1. In the first exercise you should see more depth of field (more things in focus, front to back) as the aperture number increases. As you focus further away from the camera, the depth of field also increases at the same aperture. This might be hard to see in this limited of a test, but it is explained better here: How to Control Aperture and Create Images You Love.
2. Your camera is set to expose the world as if it were 18% gray. This means objects that are black are exposed to make them more gray; the same goes for white things. If you are taking pictures of something already gray, like pavement, then there is no adjustment needed. Otherwise, to make white things white, you need to tell your camera to overexpose (that was the “+1”) and to make black things black, you need to under expose (“-1”). More info on exposure compensation is available here: Using Exposure Bias To Improve Picture Detail.
3. As ISO increases, digital noise (not the same as grain in the days of film, but similar) increases. Noise is usually not desired but as time goes on, camera manufacturers get better at reducing it. That’s why camera owners five years ago were told not to go over ISO 800, or there would be too much noise. Now, I regularly shoot at ISO 2000 with results that work for me. It’s important to know the limits of your camera so you are okay with exceeding them in certain circumstances.
4. As your shutter speed gets slower, the chance for blur increases. This can be blur from you moving the camera (we have all done this before) or from your subject moving. Blur is not an inherently bad thing, it can be used with great affect. But it’s important to know when, and how much, works best for you. Play around on this one a little with different subject speeds and shutter speeds.
5. White Balance can be trickiest when there is more than one light source and it’s helpful to know which way to adjust the colors. A lower temperature (incandescent and fluorescent) give more of a yellow/green cast while cloudy and shady gives your more of a blue tone.
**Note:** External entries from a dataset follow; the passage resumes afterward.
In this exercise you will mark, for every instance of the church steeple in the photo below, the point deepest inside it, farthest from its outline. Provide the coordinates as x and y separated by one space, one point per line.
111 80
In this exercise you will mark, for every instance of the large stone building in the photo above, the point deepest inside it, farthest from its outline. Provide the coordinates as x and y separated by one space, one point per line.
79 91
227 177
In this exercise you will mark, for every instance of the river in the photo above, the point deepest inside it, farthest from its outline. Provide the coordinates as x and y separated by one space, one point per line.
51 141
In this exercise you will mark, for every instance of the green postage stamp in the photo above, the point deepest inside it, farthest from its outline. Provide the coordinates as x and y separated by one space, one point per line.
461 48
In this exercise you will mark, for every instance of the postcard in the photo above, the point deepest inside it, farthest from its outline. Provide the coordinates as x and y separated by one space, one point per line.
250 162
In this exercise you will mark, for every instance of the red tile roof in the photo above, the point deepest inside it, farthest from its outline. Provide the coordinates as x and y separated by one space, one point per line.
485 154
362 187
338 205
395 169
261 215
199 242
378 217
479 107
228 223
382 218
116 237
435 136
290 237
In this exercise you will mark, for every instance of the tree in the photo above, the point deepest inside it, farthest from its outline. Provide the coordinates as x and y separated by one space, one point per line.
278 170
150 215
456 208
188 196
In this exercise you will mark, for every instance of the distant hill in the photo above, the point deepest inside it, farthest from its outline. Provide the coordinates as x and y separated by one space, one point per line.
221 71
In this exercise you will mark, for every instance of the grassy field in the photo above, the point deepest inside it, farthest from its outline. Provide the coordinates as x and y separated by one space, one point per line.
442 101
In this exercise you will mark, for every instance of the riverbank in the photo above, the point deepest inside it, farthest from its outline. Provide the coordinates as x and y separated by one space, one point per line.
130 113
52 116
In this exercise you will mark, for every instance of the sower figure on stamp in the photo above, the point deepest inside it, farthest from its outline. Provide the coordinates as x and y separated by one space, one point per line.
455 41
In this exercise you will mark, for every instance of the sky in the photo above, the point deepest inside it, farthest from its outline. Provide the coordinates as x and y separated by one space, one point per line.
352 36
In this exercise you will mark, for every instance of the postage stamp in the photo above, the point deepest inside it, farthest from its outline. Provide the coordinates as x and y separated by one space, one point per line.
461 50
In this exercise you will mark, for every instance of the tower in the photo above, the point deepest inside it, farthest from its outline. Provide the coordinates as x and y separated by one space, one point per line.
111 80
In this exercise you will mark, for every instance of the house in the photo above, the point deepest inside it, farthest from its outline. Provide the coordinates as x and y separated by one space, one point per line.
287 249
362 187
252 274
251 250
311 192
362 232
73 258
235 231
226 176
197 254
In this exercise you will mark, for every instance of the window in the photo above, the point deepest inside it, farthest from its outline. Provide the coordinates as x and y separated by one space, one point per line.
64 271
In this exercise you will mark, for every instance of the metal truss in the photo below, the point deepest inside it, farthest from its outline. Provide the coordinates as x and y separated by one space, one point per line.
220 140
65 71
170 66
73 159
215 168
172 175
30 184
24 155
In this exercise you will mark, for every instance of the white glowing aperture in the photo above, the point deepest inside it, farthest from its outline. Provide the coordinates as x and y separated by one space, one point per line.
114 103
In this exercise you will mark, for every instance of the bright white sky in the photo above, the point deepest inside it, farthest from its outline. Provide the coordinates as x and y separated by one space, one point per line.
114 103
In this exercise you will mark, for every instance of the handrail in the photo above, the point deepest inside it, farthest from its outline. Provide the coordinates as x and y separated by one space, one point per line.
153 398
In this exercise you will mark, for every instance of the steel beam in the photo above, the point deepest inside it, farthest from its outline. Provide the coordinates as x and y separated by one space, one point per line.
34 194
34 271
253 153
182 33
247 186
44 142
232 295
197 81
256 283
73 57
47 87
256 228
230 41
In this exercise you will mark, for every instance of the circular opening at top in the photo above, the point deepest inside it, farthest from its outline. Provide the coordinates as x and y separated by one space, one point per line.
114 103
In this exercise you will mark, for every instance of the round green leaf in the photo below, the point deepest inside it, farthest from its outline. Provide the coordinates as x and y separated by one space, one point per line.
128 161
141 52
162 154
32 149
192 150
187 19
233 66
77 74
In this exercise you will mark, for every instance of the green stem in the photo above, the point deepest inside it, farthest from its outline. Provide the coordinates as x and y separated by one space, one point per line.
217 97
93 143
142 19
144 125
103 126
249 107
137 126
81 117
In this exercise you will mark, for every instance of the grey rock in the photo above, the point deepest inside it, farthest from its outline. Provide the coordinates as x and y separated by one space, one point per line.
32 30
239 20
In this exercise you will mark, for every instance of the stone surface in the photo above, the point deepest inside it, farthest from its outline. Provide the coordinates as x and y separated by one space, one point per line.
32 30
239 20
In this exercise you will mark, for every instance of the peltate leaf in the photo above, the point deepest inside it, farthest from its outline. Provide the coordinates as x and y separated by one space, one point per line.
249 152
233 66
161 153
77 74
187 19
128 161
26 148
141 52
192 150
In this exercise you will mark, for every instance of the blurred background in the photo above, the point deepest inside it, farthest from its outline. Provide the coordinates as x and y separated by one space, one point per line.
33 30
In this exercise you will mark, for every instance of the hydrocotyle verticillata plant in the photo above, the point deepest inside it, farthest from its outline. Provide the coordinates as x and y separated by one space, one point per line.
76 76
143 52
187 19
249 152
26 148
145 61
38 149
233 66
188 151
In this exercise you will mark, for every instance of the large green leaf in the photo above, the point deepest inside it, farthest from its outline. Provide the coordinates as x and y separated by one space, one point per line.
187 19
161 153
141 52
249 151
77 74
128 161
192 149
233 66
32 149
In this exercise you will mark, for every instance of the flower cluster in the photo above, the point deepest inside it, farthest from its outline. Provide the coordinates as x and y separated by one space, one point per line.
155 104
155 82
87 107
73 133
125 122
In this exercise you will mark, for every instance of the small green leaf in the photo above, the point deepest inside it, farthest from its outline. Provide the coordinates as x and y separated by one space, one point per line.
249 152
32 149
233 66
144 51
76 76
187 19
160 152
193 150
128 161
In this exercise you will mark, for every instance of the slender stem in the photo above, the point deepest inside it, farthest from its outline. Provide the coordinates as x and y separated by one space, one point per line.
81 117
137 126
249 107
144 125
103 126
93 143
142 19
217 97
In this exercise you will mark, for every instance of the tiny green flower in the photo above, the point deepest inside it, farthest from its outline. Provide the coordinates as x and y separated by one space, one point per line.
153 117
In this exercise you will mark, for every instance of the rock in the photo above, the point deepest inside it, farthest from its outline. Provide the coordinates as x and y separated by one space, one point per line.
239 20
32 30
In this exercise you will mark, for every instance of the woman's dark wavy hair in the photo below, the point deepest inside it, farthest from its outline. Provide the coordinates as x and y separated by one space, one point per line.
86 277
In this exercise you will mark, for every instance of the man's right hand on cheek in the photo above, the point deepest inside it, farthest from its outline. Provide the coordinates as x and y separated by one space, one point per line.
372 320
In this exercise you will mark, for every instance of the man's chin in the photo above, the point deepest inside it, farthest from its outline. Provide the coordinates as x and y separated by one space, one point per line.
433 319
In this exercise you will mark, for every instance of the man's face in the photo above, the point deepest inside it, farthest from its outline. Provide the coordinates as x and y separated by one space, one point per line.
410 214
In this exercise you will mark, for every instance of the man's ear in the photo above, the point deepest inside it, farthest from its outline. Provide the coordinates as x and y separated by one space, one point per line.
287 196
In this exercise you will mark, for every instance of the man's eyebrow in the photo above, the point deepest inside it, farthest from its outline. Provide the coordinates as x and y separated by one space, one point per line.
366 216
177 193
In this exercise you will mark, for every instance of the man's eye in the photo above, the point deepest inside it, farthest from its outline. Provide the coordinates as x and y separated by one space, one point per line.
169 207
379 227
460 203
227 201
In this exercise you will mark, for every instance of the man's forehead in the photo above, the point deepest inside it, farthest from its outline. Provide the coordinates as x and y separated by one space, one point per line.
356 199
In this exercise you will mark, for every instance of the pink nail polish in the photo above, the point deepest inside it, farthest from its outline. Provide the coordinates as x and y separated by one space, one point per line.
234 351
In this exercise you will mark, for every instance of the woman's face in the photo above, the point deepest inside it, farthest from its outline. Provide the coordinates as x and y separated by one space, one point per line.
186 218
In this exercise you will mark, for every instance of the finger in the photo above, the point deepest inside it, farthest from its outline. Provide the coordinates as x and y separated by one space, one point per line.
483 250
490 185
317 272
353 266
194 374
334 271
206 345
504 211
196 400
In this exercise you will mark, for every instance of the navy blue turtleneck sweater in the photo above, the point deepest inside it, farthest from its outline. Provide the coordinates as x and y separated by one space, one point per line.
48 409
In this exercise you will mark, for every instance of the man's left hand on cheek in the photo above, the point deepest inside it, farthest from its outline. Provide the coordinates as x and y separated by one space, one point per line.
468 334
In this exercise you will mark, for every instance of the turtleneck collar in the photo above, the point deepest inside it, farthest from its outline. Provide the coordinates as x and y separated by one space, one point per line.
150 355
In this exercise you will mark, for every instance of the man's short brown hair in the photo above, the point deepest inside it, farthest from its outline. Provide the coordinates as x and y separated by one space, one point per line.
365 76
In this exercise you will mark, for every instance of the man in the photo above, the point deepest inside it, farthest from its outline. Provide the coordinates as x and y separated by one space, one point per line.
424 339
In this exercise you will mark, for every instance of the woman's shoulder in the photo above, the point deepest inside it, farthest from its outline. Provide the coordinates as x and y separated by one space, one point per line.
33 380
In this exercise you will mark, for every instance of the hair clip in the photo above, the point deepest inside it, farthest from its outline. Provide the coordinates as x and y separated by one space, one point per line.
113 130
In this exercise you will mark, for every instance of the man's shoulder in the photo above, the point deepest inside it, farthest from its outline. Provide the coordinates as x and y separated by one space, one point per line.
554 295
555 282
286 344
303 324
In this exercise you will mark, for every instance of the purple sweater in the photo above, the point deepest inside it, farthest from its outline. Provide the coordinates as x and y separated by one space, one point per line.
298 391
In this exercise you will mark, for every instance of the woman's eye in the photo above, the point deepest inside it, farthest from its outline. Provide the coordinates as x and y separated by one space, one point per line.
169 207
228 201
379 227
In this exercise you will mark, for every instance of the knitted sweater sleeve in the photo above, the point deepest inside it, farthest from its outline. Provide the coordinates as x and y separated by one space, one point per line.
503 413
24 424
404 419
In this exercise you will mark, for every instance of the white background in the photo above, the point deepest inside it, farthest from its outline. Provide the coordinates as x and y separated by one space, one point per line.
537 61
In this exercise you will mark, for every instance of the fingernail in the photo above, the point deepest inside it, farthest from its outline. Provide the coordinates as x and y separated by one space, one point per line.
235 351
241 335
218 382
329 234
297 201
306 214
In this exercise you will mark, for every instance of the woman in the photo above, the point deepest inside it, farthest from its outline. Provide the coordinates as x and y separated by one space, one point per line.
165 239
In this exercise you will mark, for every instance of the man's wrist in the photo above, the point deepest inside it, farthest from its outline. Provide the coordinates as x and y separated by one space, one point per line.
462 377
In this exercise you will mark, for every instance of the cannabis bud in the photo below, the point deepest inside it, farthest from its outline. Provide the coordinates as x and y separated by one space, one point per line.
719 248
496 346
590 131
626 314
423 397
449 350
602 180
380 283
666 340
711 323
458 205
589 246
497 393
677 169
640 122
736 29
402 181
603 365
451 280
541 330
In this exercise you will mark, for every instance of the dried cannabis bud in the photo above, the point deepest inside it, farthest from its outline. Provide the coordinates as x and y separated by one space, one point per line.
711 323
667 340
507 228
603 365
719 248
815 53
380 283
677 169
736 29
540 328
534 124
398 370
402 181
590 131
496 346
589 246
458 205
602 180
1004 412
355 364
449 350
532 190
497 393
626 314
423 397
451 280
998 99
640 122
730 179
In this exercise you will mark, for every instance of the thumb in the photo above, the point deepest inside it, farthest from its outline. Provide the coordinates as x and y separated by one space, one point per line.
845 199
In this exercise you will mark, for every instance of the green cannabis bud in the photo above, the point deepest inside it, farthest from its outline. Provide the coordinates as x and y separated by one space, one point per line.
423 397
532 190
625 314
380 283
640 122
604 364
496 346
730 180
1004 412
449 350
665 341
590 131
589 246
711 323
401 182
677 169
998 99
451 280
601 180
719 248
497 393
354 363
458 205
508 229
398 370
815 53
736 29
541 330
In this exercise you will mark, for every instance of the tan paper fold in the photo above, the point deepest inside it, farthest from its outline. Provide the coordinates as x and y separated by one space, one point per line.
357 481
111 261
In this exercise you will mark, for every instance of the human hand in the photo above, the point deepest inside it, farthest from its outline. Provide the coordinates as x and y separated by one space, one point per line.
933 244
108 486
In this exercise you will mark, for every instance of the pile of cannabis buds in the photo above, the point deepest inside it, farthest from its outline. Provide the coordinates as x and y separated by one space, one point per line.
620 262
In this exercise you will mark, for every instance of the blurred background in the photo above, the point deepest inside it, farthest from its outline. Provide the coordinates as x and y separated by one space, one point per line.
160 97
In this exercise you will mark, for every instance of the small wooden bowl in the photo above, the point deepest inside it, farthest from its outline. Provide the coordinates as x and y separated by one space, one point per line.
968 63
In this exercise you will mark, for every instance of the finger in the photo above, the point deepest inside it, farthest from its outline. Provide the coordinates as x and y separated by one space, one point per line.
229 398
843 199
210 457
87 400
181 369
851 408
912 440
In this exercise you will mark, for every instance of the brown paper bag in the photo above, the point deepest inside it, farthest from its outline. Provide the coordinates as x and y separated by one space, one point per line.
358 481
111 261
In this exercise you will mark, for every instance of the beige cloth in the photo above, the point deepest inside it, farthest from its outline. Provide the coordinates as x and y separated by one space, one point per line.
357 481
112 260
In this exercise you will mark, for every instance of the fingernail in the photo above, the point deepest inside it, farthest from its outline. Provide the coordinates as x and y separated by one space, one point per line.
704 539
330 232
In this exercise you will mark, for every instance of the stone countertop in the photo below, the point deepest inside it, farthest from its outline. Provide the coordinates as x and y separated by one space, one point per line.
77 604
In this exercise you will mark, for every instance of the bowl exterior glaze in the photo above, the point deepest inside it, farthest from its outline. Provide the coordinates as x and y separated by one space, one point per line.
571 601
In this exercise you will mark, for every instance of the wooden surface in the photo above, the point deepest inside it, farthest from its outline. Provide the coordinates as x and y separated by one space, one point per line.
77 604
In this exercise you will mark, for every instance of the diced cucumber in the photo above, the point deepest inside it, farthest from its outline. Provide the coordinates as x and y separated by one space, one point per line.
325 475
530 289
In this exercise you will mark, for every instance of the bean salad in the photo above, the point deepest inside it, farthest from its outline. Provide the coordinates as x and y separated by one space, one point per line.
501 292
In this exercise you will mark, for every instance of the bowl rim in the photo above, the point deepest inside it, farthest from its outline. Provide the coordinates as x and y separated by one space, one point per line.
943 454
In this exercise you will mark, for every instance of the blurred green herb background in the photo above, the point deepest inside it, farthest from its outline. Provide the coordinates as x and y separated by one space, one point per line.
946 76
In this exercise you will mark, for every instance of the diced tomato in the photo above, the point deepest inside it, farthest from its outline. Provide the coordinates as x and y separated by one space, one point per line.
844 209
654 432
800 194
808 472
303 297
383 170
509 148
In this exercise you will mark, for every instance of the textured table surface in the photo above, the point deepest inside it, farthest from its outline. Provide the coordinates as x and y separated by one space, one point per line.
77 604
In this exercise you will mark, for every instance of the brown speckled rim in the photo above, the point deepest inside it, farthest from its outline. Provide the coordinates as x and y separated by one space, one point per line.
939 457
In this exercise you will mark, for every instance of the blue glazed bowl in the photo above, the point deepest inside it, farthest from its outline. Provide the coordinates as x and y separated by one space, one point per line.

If you want to eliminate that color cast in your images, move the White Balance toward those settings.
The great thing about photography is it is highly reproducible. When you do this, that happens – and when you do this again, that happens again. That makes it a great art form, in which experimenting can teach volumes, if you keep control of the variables. You might note that only one variable was allowed to change in each of these exercises, that was on purpose.
Go forth and experiment more with your new camera. The more you shoot and the more you experience through the lens of your camera, the more you will learn!